Ich bin 38 und trage immer noch am liebsten kurze Hosen. In einem Alter, in dem ein gesetzter Mensch gewichste Lederschuhe zum Sakko tragen sollte, bevorzuge ich Turnpatschen zu ausgewaschenen T-Shirts, nicht aus rebellischer '68er Gesinnung (einem Hauch derer ich vielleicht ja auch meine Existenz verdanke), sondern weil mir nie etwas anderes in den Sinn gekommen ist. Als wertvollstes Kleidungsstück erachte ich einen bleichblauen, sehr warmen und robusten Salewa-Anorak von 1983, das Geschenk des Vaters an seinen damals durchaus zu Hoffnungen berechtigenden, 14-jährigen Sohn. Welche Enttäuschung muss es für ihn bedeuten, mich heute auch noch darin zu sehen? Und obwohl ich als Brillenträger im Winter wie ein Clown ausschaue, wenn ich meine Haube aufsetze, kommt ein Hut für mich ja doch nicht in Frage. Mein Äusseres mag vieles sein, aber bestimmt ist es nicht respektgebietend oder gar elegant. Ein einziges mal habe ich mich einem Modediktat gebeugt und mich zu einer Jeans-Hose Stil "bootcut" hinreissen lassen. Die Verkäuferin meinte natürlich, dass sie mir ausgezeichnet stehen würde, aber es ist dies die einzige Hose, die mir niemals gepasst hat und die ich auch nie angezogen habe.

An den Wangen ist der Bartwuchs zwar immer noch spärlich, aber ich habe bereits die ersten grauen Bartstoppel am Kinn entdeckt. An den Schläfen machen die braunen immer mehr den grauen Haaren Platz; schlimmer noch, ist es doch eine traurige Wahrheit, dass die Haare aus den Ohren und der Nase inzwischen dichter wachsen als auf dem Kopf. Und obwohl ich bestimmt nicht dick bin, sitzt inzwischen auch schon eine kleine Speckfalte hartnäckig auf Höhe meines Bauchnabels und umfasst meine Körpermitte, quasi ein Mini-Schwimmreifen um einen großen, eckigen Brustkasten, der auf den gleichen, seit eh und je zu dünnen Beinchen ruht.

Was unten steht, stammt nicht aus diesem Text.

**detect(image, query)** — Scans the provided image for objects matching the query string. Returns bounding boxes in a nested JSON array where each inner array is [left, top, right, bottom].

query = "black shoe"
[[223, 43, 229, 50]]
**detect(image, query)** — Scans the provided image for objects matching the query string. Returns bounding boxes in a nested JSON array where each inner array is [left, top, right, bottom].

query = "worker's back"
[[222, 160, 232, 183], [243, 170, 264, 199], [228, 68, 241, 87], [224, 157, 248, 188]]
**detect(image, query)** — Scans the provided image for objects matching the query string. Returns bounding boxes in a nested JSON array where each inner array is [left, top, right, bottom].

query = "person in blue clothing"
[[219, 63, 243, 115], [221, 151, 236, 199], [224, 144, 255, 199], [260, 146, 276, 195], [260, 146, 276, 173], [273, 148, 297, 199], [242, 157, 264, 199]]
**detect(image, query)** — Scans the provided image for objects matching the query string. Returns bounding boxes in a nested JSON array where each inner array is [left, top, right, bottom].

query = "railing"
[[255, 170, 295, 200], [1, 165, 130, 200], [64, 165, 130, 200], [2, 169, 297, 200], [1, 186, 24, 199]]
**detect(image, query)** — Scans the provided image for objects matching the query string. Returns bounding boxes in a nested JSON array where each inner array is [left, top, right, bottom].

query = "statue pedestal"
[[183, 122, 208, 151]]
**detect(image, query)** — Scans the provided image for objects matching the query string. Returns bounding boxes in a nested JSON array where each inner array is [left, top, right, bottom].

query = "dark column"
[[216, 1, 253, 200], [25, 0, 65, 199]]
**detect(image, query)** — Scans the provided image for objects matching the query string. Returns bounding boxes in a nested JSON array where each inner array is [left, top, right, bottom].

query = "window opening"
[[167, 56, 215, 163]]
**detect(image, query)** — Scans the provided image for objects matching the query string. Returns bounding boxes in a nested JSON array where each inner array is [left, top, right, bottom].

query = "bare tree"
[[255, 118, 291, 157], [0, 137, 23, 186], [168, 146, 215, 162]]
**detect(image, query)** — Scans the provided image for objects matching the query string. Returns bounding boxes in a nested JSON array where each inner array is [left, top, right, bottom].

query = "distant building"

Ich sehe in der Zeitung in der Rubrik "Karriere" die Fotos der Aufsteiger in Politik und Wirtschaft, lese deren Alter, nur um erstaunt und befremdet festzustellen, dass sie fast ausnahmslos jünger sind als ich, aber in der Gesellschaft schon diese bedeutenden Positionen und Posten einnehmen. Ich will nicht leugnen, dass, wenn ich mir die Bilder dieser Leute anschaue, ich auch eine gewisse Befriedigung in mir spüre, weil ich mich trotz allem besser gehalten habe als sie, mit den hohen Haaransätzen über den stets modernen Brillen, den feisten Gesichtern und dieser Haut, die oftmals so weiss, fast schon durchsichtig ist, die kurzum so alt aussehen, dass ich es gar nicht glauben kann, dass ich mich als Kind geweigert habe, mit ihnen zu spielen, weil sie mir nicht alt genug waren. Ich verweigere mich dem Erfolg ja nicht, aber so wie es aussieht, muss ich mich schon sehr beeilen, wenn aus mir noch etwas Bedeutendes werden soll.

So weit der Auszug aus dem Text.